Patients will obtain approximately 60-70% of their recovery in 5-6 months. However, it is often 15 or even 18 months before a patient reaches their point of maximal improvement.
- Nonunion. A nonunion occurs when the fusion site fails to adequately knit together. The nonunion rate is dependent upon: the surgical technique; the patient’s underlying condition; whether the patient smokes cigarettes; and the patient’s compliance with the postoperative non weight-bearing protocol. The typical nonunion rate is on the order of 5% for the subtalar and the calcaneal-cuboid joint, but the nonunion rate for the talonavicular joint is around 5-8%. If a patient does have a nonunion or a delayed union, they may require a longer period of non weight-bearing and, in some instances, will require revision surgery.
- Nerve Injury. Injury to the nerve on the outside aspect of the foot (superficial peroneal nerve) can occur due to the placement of the incisions. Nerve injury can occur due to retraction, direct injury, or from scarring during the recovery process. If these nerves are injured or cut, the patient could end up with numbness or pain along the path of the nerve.

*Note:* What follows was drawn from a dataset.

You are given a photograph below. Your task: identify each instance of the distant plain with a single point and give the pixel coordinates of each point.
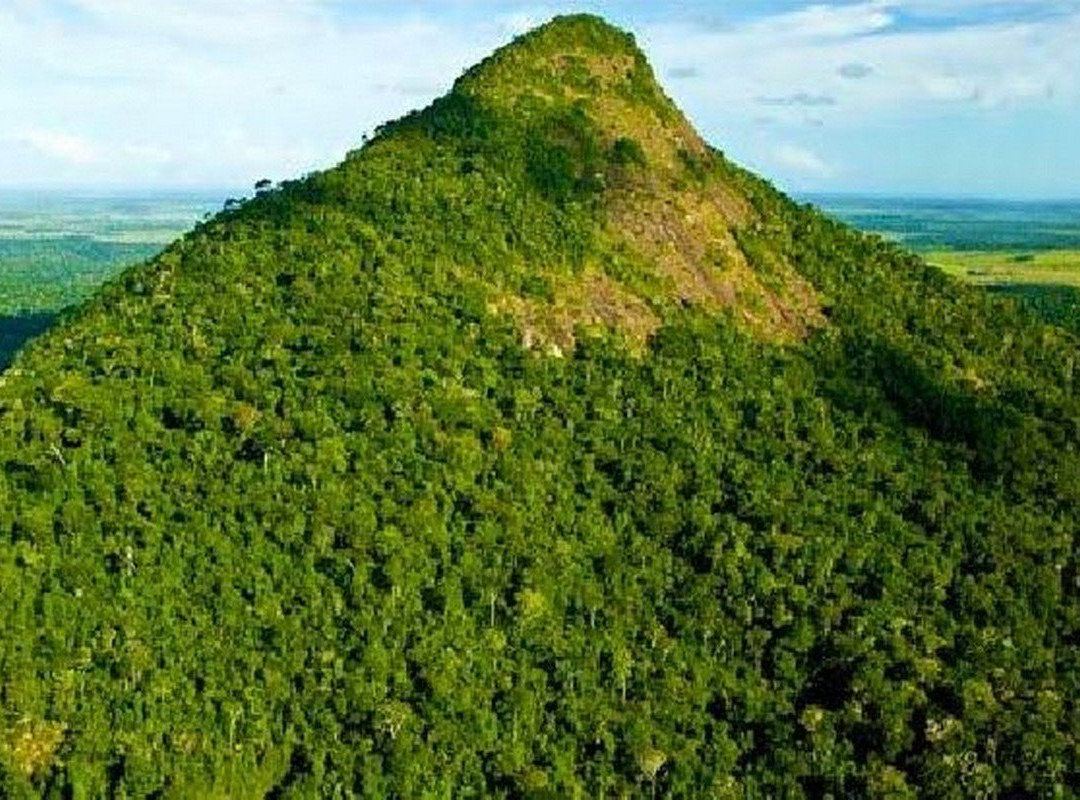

- Painful Hardware. Pain may be associated with the screws that are used to secure the joints. About 10-20% of people will need to undergo removal of the screws, usually in the subtalar joint, due to discomfort, once the bones have healed.
- Arthritis of Ankle Joint. Prior to surgery, patients have movement that occurs below the ankle joint; however after surgery, the movement below the ankle joint dissipates and goes through the ankle joint itself, meaning more force is applied in that area. After 10-15 years, patients will see arthritic changes on x-ray, but patients will not necessarily be symptomatic, although it is still a possibility.